Did some benchmarking with a set of 20 queries on upfront allocation against 
exponential ramp-up. No clear trend is seen: upfront allocation offers better 
efficiency for some of the queries, similar efficiency for others, and worse 
for the rest. These variations might just be noise, which is abundant in our 
production cluster. Thus, I tend to agree that upfront allocation offers 
limited benefit for efficiency, if any. (On the other hand, it seems benefiting 
performance somewhat.)

I also noticed that when the scheduler schedules a task, it doesn't necessarily 
pick a core that's available in an executor that's running other tasks. I 
speculate that efficiency improves if busy executors are favored for a new task 
so that other idle executors can idle out. (To be tested out.)

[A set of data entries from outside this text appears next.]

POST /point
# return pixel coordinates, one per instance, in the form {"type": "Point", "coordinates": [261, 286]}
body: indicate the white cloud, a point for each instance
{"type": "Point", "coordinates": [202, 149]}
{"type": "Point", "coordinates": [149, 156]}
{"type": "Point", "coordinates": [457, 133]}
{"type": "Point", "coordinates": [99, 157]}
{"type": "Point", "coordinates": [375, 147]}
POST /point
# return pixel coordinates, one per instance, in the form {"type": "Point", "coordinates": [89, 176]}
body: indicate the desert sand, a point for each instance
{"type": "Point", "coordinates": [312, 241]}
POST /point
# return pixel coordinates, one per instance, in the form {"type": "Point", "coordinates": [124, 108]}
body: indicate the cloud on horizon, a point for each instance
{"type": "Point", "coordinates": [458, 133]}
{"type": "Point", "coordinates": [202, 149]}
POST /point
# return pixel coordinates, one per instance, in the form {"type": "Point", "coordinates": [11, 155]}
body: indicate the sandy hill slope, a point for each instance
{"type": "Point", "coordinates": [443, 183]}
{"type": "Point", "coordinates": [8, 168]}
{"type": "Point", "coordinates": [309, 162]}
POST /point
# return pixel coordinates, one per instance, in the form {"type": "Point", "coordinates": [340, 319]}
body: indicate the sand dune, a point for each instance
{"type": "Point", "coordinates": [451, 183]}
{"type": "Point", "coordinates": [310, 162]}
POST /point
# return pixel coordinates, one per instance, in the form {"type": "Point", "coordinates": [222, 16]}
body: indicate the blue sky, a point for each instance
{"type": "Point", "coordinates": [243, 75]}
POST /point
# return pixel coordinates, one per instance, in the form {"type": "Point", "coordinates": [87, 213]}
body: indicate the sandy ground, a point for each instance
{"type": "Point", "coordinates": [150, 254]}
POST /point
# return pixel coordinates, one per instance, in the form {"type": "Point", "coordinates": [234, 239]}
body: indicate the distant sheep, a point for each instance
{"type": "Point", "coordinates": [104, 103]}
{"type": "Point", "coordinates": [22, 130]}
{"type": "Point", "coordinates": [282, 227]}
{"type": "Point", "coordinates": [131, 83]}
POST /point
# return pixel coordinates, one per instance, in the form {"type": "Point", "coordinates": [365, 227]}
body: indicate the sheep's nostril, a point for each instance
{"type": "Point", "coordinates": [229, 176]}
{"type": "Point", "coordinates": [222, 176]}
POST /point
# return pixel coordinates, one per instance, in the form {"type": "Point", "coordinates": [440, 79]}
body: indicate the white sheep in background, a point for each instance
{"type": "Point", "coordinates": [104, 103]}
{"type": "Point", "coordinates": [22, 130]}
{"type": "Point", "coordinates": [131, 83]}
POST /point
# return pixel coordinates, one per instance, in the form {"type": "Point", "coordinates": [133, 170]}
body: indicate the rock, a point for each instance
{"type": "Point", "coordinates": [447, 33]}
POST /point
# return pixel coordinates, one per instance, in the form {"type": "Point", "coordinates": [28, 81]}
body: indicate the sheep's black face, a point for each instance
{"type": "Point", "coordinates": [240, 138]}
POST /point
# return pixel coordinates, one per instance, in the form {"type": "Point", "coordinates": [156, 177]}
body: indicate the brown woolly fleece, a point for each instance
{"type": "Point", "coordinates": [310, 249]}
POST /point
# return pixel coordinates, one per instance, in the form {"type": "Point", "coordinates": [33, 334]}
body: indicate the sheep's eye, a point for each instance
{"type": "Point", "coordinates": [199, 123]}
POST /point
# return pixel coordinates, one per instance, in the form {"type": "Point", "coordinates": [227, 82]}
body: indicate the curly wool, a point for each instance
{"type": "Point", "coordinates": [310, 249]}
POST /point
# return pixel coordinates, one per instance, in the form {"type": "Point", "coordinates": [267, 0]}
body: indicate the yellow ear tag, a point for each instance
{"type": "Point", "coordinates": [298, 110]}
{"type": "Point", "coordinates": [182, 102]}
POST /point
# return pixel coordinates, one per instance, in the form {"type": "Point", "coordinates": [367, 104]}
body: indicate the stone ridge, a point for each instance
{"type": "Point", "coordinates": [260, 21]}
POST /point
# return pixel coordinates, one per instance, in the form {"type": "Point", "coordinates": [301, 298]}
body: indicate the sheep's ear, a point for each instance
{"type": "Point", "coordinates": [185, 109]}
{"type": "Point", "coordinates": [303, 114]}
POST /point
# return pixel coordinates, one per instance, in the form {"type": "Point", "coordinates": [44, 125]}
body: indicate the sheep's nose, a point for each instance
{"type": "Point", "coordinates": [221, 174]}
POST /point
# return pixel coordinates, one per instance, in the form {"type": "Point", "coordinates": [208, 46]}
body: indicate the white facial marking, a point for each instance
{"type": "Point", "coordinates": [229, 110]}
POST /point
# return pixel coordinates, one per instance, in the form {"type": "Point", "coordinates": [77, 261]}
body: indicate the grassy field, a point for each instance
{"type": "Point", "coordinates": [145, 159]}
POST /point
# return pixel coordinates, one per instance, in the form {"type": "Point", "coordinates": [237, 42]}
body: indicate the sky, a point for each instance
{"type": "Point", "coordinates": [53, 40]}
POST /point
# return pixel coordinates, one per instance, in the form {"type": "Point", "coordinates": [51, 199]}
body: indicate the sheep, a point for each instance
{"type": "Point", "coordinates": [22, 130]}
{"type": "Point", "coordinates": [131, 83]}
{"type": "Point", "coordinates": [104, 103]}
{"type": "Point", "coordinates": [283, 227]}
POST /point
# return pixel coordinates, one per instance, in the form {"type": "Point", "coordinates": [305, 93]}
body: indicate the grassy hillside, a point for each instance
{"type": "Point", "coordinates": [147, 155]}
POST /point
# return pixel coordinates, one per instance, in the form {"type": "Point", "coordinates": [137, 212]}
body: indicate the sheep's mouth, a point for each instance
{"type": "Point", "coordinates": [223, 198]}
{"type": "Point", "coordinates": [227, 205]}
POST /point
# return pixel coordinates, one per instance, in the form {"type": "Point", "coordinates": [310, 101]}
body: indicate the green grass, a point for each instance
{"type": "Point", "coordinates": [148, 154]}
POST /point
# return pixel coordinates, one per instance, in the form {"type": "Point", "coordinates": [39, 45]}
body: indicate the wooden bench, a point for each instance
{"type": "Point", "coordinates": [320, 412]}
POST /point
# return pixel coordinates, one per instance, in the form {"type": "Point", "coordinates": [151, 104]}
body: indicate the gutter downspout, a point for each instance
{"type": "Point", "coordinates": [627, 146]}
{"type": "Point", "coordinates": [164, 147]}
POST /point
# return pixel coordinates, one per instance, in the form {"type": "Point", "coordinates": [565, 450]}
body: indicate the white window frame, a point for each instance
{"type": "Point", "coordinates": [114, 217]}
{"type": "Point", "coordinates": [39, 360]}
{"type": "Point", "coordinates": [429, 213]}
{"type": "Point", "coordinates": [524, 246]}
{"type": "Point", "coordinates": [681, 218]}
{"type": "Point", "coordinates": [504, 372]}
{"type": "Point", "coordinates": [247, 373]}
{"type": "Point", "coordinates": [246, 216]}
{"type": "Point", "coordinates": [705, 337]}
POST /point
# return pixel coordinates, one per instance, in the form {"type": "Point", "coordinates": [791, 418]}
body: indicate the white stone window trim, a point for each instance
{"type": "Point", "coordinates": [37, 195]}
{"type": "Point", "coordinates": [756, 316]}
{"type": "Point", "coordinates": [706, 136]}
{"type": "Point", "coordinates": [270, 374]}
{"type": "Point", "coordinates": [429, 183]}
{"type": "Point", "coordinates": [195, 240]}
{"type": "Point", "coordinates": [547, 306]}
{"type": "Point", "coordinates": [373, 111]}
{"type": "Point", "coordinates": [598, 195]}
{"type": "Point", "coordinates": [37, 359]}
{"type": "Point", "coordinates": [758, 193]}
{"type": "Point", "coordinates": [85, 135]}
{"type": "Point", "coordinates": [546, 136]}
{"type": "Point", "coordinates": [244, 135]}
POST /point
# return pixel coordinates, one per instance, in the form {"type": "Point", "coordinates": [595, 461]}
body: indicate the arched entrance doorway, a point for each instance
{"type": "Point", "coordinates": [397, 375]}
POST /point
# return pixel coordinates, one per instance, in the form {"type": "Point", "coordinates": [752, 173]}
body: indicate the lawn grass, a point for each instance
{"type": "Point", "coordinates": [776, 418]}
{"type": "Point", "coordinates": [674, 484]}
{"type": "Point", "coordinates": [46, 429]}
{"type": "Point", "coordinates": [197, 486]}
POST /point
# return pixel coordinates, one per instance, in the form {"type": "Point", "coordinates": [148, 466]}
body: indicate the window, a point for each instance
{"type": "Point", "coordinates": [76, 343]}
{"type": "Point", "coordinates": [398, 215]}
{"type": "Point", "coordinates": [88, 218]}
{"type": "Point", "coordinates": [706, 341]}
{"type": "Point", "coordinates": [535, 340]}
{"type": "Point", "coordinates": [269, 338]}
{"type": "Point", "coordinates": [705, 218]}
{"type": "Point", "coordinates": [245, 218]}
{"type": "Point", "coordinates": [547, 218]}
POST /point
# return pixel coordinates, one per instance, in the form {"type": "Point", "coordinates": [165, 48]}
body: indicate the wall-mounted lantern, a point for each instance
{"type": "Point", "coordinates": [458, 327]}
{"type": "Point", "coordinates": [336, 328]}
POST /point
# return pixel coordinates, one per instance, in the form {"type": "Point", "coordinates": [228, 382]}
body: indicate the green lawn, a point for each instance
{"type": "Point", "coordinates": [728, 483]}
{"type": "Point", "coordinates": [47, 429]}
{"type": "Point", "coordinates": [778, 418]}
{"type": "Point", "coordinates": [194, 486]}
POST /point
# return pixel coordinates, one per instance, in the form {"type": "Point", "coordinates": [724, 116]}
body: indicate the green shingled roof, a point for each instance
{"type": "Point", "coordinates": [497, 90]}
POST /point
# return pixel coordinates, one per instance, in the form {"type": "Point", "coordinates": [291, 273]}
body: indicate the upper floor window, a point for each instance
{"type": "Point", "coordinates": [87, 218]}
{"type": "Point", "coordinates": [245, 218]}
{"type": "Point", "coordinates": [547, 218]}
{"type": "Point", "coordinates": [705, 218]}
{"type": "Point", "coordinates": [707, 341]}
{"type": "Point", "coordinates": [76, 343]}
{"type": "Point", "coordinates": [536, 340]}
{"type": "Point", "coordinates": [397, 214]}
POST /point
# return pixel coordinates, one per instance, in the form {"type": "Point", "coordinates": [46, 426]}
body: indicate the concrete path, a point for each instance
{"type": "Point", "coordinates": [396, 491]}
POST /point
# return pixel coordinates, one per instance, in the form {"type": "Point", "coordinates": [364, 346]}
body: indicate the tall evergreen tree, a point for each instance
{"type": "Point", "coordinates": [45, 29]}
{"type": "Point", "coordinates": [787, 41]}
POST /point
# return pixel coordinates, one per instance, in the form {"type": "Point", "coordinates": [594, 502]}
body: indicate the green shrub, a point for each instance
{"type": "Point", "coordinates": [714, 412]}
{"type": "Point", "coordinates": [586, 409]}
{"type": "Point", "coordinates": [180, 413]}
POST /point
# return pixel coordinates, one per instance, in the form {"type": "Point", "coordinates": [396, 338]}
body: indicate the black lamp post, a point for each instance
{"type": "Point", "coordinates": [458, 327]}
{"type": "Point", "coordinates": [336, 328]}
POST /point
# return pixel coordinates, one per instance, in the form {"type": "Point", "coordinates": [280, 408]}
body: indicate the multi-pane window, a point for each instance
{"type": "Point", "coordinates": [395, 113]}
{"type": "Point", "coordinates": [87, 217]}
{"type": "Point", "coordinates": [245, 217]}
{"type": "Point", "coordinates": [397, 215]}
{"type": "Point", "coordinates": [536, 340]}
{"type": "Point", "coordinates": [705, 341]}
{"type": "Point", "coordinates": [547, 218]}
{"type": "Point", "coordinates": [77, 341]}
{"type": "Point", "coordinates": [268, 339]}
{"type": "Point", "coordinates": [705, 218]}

Making idleTime=0 valid is a good thing to have. I will create a separate 
ticket for that.


> Create a new executor allocation scheme based on that of MR
> -----------------------------------------------------------
>
>                 Key: SPARK-22765
>                 URL: https://issues.apache.org/jira/browse/SPARK-22765
>             Project: Spark
>          Issue Type: Improvement
>          Components: Scheduler
>    Affects Versions: 1.6.0
>            Reporter: Xuefu Zhang
>
> Many users migrating their workload from MR to Spark find a significant 
> resource consumption hike (i.e, SPARK-22683). While this might not be a 
> concern for users that are more performance centric, for others conscious 
> about cost, such hike creates a migration obstacle. This situation can get 
> worse as more users are moving to cloud.
> Dynamic allocation make it possible for Spark to be deployed in multi-tenant 
> environment. With its performance-centric design, its inefficiency has also 
> unfortunately shown up, especially when compared with MR. Thus, it's believed 
> that MR-styled scheduler still has its merit. Based on our research, the 
> inefficiency associated with dynamic allocation comes in many aspects such as 
> executor idling out, bigger executors, many stages (rather than 2 stages only 
> in MR) in a spark job, etc.
> Rather than fine tuning dynamic allocation for efficiency, the proposal here 
> is to add a new, efficiency-centric  scheduling scheme based on that of MR. 
> Such a MR-based scheme can be further enhanced and be more adapted to Spark 
> execution model. This alternative is expected to offer good performance 
> improvement (compared to MR) still with similar to or even better efficiency 
> than MR.
> Inputs are greatly welcome!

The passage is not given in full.